1. adj. Appertaining to a symbol in any of its senses.
2. adj. (semiotics) A mode of relationship in a sign between a sign vehicle and its referent in which the vehicle does not resemble the referent but which is arbitrary or purely conventional—so that the relationship must be learnt (e.g. the word ‘stop’, a red traffic light, a national flag, a number); see also arbitrariness; convention. The symbolic mode, the iconic mode, and the indexical mode are concepts in the Peircean model of the sign, where they represent relationships between the representamen and the object. Where the relation is solely symbolic, the sign may be referred to as a symbol; however, most signs involve more than one mode. Symbolicity is the noun for the quality of being symbolic: compare iconic; indexical.

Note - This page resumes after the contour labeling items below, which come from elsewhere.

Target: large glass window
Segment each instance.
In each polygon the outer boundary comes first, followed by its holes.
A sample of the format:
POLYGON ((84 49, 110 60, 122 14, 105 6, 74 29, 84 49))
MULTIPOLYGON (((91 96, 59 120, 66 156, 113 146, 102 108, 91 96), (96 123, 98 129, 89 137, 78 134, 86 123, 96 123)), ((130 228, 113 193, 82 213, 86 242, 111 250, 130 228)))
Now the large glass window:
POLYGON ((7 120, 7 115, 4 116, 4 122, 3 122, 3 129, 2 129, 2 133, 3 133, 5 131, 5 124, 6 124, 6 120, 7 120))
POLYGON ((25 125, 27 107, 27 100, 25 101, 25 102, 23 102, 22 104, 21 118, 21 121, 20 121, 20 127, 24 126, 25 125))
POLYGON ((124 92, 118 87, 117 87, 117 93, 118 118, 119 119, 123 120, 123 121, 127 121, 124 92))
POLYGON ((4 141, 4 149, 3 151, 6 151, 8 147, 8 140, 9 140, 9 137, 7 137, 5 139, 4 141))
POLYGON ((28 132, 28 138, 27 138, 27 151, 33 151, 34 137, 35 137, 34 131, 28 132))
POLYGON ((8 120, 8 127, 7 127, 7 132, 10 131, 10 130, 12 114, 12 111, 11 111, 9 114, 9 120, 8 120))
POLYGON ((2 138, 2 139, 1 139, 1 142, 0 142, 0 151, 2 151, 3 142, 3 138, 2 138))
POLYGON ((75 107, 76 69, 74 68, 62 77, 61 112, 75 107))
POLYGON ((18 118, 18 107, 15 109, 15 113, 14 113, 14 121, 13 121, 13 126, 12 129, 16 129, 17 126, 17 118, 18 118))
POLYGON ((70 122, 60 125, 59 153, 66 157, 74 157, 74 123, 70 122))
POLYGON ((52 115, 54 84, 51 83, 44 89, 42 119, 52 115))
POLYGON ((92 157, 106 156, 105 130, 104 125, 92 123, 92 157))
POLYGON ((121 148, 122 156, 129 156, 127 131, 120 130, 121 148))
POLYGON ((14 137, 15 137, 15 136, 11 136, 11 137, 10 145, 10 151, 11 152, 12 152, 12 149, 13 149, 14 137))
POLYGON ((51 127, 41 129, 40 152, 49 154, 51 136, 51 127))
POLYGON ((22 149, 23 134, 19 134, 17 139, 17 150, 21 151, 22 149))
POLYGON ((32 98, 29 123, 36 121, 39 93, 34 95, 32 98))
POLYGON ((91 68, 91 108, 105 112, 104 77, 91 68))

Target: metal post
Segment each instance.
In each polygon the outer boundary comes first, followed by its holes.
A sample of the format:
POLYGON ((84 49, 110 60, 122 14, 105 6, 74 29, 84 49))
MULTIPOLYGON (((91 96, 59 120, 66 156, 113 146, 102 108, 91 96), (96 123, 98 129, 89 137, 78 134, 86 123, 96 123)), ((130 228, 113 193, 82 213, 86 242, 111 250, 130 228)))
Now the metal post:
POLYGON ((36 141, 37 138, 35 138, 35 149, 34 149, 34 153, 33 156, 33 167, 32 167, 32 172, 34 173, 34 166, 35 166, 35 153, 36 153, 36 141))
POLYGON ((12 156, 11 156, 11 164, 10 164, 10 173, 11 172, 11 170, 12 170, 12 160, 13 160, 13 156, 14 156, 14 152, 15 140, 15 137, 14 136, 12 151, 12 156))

3. n. (symbolic order) ‘The Symbolic’ is Lacan's term for the phase when the child gains mastery within the public realm of verbal language—when a degree of individuality and autonomy is surrendered to the constraints of linguistic conventions and the Self becomes a more fluid and ambiguous relational signifier rather than a relatively fixed entity. Lacan declares that ‘it is the world of words that creates the world of things’; language creates reality as we know it. However, it also represents a lack: the loss of our pre-symbolic mode of being, since the real cannot be captured in words (see also absent presence). Structuralists focus on the symbolic order rather than the imaginary, seeing language as determining subjectivity. Compare imaginary.
4. n. For Kristeva, a modality of the signifying process distinguished from, and existing in a dialectical relation with, the semiotic. Symbolic processes in this sense are seen as rational, transcendental, and paternal.